3-site VPN implementation w/Terminal Server

The persistent re-negotiation between the 2 problem sites seems to take place when either phase1 or phase 2 has expired (I haven't been able to accurately determine determine the timing, since the expiration happens when I'm at work and I can't make a VPN like my client's network).

I'll try removing the scheduled connections (for IPSec) and the dead peer connections. I did delete and re-create the tunnels once after I created all new IKE profiles, but I'll try it again.

Any advice on timing/duration settings of phase1/2 configs? Should phase1 be set to expire after 24hrs and phase 2 set for something like

8 or 12 hrs?
Reply to
Vince
Loading thread data ...

Dead peer detection is a bit hit or miss. I start with it disabled and then add it in if the connection seems unstable. It only helps if the underlying network has problems though. (ADSL link that goes offline, occasional packetloss, that kind of thing). If you see constant dead peer detected messages in the logs you may try turning it off.
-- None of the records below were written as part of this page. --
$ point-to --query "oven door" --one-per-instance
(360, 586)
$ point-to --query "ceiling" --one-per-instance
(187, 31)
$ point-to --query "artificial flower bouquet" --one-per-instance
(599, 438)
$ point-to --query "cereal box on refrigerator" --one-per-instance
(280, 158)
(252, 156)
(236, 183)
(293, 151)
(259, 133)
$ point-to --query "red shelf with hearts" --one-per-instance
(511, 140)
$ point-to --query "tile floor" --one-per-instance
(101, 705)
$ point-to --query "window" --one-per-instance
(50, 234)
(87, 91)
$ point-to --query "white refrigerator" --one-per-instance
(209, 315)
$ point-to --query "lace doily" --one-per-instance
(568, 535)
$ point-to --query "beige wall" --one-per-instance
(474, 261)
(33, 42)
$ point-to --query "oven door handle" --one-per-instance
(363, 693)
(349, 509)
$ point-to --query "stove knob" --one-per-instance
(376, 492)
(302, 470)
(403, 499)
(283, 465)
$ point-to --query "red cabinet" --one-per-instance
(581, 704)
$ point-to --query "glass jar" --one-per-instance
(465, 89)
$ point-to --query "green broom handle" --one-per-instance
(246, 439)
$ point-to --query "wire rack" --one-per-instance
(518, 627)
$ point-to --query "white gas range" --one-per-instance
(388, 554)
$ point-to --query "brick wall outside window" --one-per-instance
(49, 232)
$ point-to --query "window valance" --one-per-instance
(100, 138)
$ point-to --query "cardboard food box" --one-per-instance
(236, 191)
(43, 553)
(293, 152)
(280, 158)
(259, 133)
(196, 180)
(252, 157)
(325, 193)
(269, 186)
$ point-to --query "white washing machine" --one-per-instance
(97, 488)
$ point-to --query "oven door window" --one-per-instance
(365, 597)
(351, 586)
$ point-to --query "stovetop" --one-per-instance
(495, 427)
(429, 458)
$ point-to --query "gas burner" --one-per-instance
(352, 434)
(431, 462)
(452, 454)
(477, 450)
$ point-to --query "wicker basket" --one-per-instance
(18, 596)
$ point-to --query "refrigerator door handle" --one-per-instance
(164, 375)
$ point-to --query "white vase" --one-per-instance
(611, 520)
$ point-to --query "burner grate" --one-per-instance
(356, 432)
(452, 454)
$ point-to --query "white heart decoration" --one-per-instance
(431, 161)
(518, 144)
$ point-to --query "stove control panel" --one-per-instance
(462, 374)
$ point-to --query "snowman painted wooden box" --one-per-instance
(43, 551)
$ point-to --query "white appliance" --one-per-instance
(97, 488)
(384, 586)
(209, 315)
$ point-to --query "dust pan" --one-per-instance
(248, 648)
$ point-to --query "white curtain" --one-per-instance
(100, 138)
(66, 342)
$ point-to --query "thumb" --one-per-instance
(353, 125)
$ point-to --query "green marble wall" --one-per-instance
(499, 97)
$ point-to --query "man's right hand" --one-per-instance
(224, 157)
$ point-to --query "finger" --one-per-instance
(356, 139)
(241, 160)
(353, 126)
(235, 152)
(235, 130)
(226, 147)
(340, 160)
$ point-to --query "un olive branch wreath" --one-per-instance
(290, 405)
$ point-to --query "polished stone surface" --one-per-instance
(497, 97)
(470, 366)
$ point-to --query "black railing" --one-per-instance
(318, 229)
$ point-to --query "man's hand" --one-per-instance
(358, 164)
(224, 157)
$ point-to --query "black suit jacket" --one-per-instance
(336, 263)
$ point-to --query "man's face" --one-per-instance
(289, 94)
If the connection is stable with it disabled then either the dead peer detection settings were wrong or something wasn't responding to keepalive messages as expected.

Scheduled connections do nothing for IPSec. This is for PPP style connections.
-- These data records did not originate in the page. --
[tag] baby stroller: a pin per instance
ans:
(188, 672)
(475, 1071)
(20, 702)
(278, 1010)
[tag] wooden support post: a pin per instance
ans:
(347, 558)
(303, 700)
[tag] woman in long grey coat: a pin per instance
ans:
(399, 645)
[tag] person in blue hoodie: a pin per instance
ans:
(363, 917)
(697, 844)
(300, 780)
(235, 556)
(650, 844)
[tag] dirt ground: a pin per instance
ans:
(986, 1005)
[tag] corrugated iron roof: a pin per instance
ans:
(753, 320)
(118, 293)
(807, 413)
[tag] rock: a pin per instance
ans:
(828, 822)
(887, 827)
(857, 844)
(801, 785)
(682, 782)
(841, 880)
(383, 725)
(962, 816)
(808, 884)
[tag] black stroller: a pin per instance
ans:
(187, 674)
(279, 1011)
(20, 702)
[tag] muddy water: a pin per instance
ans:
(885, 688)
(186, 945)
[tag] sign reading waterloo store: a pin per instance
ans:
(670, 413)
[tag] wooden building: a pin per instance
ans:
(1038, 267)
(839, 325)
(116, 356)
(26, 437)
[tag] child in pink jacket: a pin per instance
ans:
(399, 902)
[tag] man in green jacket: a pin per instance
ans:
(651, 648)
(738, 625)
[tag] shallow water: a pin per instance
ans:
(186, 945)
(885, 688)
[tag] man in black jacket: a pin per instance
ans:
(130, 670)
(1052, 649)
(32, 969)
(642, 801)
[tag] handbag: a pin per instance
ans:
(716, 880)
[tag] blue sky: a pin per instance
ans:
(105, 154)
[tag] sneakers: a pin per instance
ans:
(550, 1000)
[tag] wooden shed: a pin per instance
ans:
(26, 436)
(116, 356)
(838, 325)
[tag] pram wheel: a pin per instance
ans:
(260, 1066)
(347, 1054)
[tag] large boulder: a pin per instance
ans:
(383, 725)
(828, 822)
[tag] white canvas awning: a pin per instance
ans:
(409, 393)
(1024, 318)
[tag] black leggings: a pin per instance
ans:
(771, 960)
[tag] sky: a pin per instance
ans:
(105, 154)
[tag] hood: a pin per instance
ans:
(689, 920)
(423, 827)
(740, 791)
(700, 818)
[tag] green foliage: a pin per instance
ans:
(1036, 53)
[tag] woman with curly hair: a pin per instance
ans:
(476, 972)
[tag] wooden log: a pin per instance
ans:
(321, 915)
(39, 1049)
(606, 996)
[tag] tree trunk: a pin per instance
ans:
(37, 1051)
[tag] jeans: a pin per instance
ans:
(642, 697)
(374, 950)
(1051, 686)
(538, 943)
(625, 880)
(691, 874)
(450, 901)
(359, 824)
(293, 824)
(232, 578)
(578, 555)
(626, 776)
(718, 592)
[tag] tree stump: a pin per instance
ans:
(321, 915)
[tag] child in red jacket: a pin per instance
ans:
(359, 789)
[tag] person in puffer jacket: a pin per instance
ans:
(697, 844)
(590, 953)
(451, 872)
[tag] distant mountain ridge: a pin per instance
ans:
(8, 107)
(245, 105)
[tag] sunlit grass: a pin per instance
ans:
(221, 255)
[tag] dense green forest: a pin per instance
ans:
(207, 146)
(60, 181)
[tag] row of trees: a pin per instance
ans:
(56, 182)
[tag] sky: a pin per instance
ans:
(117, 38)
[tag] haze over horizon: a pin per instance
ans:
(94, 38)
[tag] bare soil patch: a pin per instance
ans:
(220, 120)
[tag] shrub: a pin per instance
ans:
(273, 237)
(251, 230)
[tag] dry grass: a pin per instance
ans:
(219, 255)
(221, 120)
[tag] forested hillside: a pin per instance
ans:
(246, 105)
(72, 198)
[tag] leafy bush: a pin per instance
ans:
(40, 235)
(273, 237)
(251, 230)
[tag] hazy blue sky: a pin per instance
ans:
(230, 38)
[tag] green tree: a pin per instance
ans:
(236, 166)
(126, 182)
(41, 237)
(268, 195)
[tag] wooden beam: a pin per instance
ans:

Setting the idle to 0 is the correct way to indicate the tunnel should stay "nailed" up at all times regardless of traffic.

So are your tunnels still renegotiating every few seconds? Have you had any luck isolating the problem? The last mention you said that both tunnels from one site were working properly but the connection between two other sites were still not working. Have you deleted the tunnels between those two problem sites and tried creating all new settings? Have you tried calling Netopia to have them look at the problem?

Reply to
Mike Drechsler - SPAM PROTECTE

Well Mike, I thought I was OK, but I'm still having trouble.

I re-created the tunnels between the 2 problem endpoints (Sites A and B), and things seemed to work nicely. Phase 2 re-negotiations took only a handful of attempts. For the past 5 days or so, the tunnels have been stable, with the phase 2's renegotiating successfully as scheduled (every 4 hours.) Then just this morning, I ran into the same problem again with the A-B tunnel, with phase 2 failing repeatedly (endless "Phase 2 complete" messages) for several hours. I rebooted the router at Site B and the tunnels re-established after about 90 seconds. Connections and IP traffic between sites A and B have been fine for the past 3 hours; hopefully the next phase 2 re-negotiation won't barf.

I'm at my wits end with this. The tunnels out of Site C have been rock-solid since inception. The A-B tunnel settings at Sites A and B are identical (and different from the A-C and B-C settings). I have done a 'show config' dump and checked everything line by line. Furthermore, the IKE and Connection Profile settings for the A-B tunnel match the A-C and B-C settings (though unique from the other 2 tunnels in name, IKE Profile, and password).

Netopia online chat help would not offer any VPN configuration assistance; they referred me to their fee-based production support offerings (consistent with their website's advertised support policy regarding VPN's).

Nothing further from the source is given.